An otherwise innocuous alga has become, thanks to the massive agricultural pollution, in a major threat to the ecosystem, tourism and even lives. The now widespread green toxic tide of sea lettuce remains forms a crust under which a deadly gas, hydrogen sulphide, forms, threatening the lives of those who may dare to walk on it. A horse has already died and its human rider could only barely be saved from the same destiny.
The culprit? Pollution. Nitrogen pollution from the many farms throughout a country that is the major producer by far of pork (60%), poultry (45%) and dairies (30%) in the French Republic. The nitrogen high residues from these farms hyper-fertilize the coastal sea causing overgrowth of these weeds and the subsequent problems that threaten the tourism industry, as well as people's lives and cause a huge cost in the municipalities that desperately try to keep the tide away from their beaches.
More at BBC.
The real problem, I understand, is that these destructive "industries" are being allowed to pollute without paying for their damage. This makes their products "competitive" but the costs are only transferred to Nature and the public.
It is obvious that industrial or agricultural pollution should not be tolerated, certainly not beyond a minimal threshold, and that instead of investing so much public money in ecologically-friendly projects, authorities should be punishing destructive practices instead. This would result in healthier budgets and, of course, environments.
Some would argue that this would make industries less competitive, which only has an answer: eco-protectionism: forbid imports from polluting countries and/or make them pay high taxes. But first we have to clean our home, so we can ask the same from others.
But the opposite practice is what prevails.
Here for decades, we have been paying to electric companies an special "tax" just because they were forbidden to build new nuclear facilities. Logically, they should be the ones paying us for the facilities already built, which cause clear damage to the environment (either by leaks, the ever present danger of an accident and the totally unmanageable residues). Same for the conventional burner facilities.

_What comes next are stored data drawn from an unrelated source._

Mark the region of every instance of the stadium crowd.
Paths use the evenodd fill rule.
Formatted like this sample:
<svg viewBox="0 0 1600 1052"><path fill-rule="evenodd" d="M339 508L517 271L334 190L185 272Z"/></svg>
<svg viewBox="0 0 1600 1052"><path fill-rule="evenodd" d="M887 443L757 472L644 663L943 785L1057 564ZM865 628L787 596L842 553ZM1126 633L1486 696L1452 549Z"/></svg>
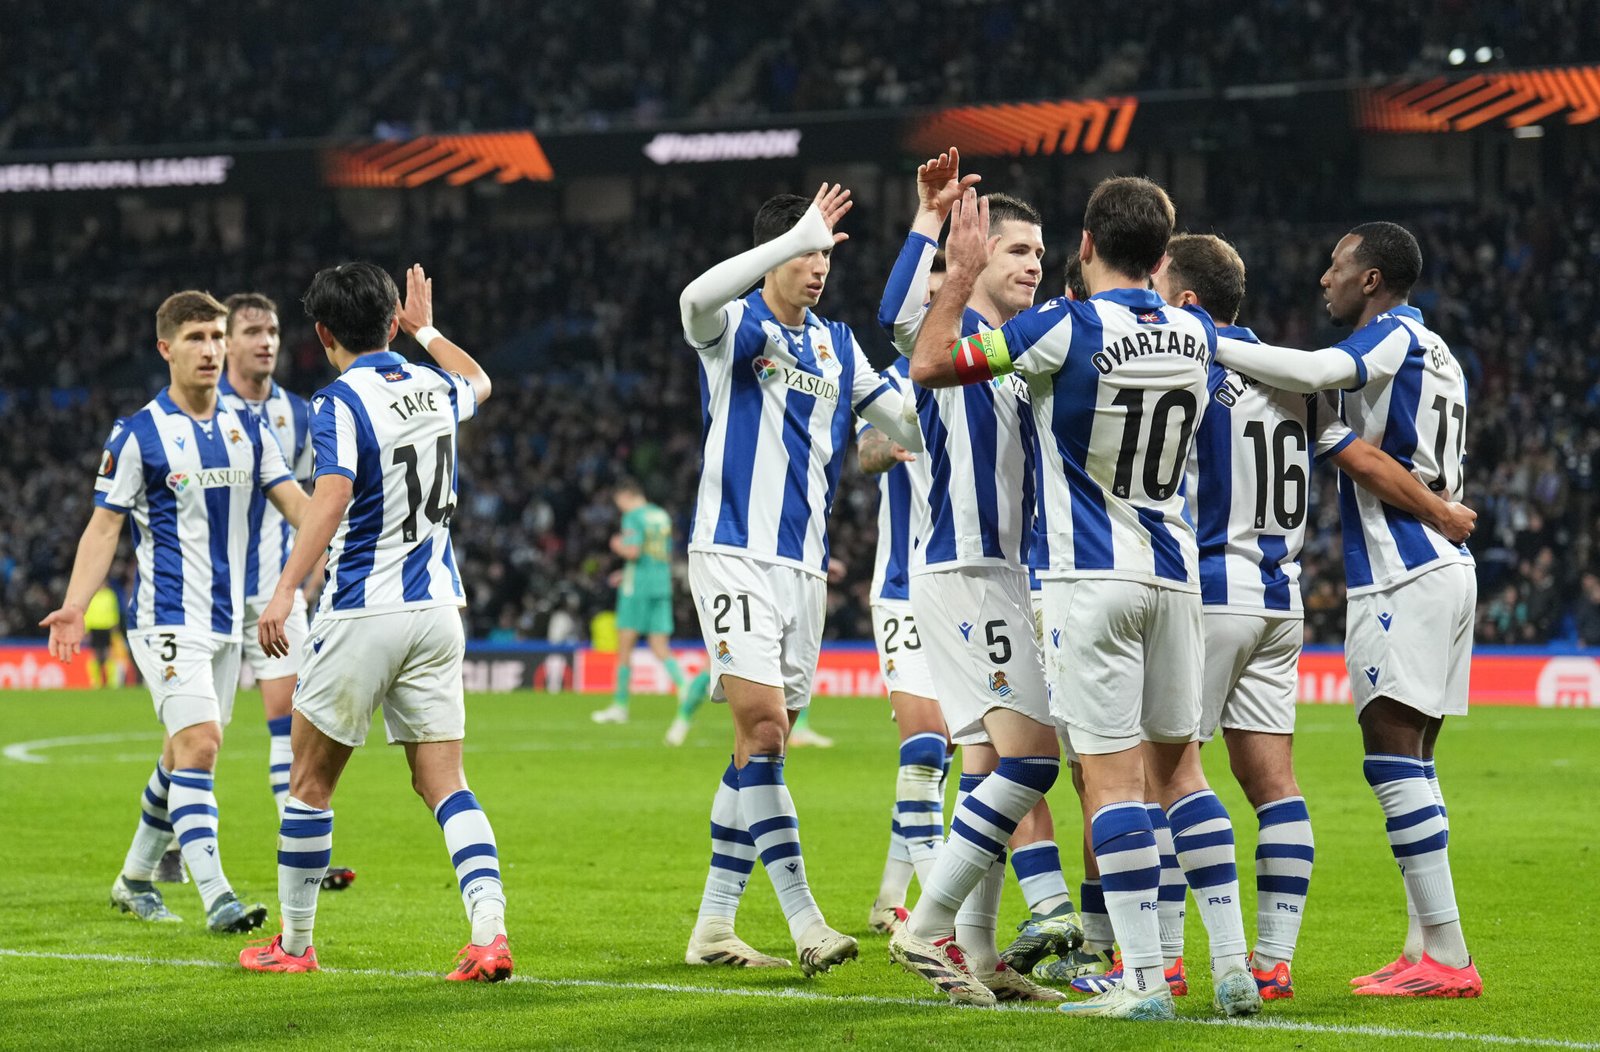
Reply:
<svg viewBox="0 0 1600 1052"><path fill-rule="evenodd" d="M1076 244L1081 187L1047 189L1004 172L1007 189L1045 212L1047 280ZM735 184L737 185L737 184ZM1600 164L1574 163L1559 199L1508 195L1477 206L1395 215L1421 239L1417 304L1454 348L1471 384L1465 499L1481 514L1473 538L1484 643L1577 640L1600 645ZM998 184L996 185L998 187ZM348 246L394 269L428 264L441 327L483 352L496 398L463 432L456 539L471 584L476 636L544 638L560 609L586 623L612 601L607 549L616 512L608 486L641 479L687 533L698 467L695 358L678 333L685 280L748 238L768 186L730 190L703 207L696 187L638 187L627 223L497 221L474 195L400 196L392 220L351 228L331 201L193 205L137 215L108 207L21 237L0 262L0 637L36 635L88 515L90 477L112 420L160 385L154 305L176 288L219 295L259 289L284 323L280 380L309 394L327 366L297 302L317 266ZM892 354L874 317L900 229L863 210L840 251L824 312L851 322L880 364ZM311 209L307 212L306 209ZM907 212L909 214L909 212ZM137 219L137 221L136 221ZM1250 272L1244 324L1264 338L1320 346L1337 338L1316 282L1344 225L1288 217L1182 217L1239 247ZM137 246L137 251L130 247ZM71 276L71 281L64 280ZM1342 638L1344 590L1333 473L1318 473L1305 553L1307 635ZM835 504L829 633L867 638L876 485L847 471ZM680 592L680 625L692 625Z"/></svg>
<svg viewBox="0 0 1600 1052"><path fill-rule="evenodd" d="M1137 34L1065 0L969 0L937 18L904 0L800 0L774 20L717 0L52 11L0 34L0 149L544 131L1431 75L1456 49L1477 63L1486 47L1497 66L1600 53L1600 0L1183 0L1142 12Z"/></svg>

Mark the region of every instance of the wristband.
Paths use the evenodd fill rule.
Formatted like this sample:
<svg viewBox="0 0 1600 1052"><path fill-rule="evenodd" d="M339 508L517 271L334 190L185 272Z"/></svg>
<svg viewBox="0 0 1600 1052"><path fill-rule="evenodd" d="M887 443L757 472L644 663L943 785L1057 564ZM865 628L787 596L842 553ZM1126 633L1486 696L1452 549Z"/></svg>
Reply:
<svg viewBox="0 0 1600 1052"><path fill-rule="evenodd" d="M982 383L1011 371L1011 349L999 329L966 336L950 345L956 379L963 384Z"/></svg>
<svg viewBox="0 0 1600 1052"><path fill-rule="evenodd" d="M437 340L443 335L444 333L440 332L438 329L435 329L432 325L424 325L422 328L417 330L417 335L415 338L418 343L422 344L423 350L429 351L433 341Z"/></svg>

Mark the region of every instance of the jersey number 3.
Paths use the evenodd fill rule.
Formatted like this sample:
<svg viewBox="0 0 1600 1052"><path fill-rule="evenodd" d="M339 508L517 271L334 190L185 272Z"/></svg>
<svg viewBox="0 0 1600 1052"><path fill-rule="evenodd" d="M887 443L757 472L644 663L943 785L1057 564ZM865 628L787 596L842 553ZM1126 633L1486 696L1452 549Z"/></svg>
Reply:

That would make ecologically friendly electricity to be competitive. But the interest of the monopolistic industry remains, instead of that of the consumers, taxpayers and environment. And nope: electricity is anything but cheap.
What about water? In southern Spain for example, edible water is being misused brutally in golf courses and intensive industrial farming, causing, along with global warming, the rapid desertification of the area. Yet edible water is there a lot cheaper than here, where it rains every other day, and farmers and tourism entrepreneurs still demand more anti-natural water transfers from other hydrographical basins.
Again the interest of the industry and not that of the country (environment, people) is favored. The cart is once and again put before the horses in a never satiated capitalist accumulation process in which the wealth is extracted from Nature and the people into the pockets of a privileged class of vampires.
And I could continue but I have to stop at some point.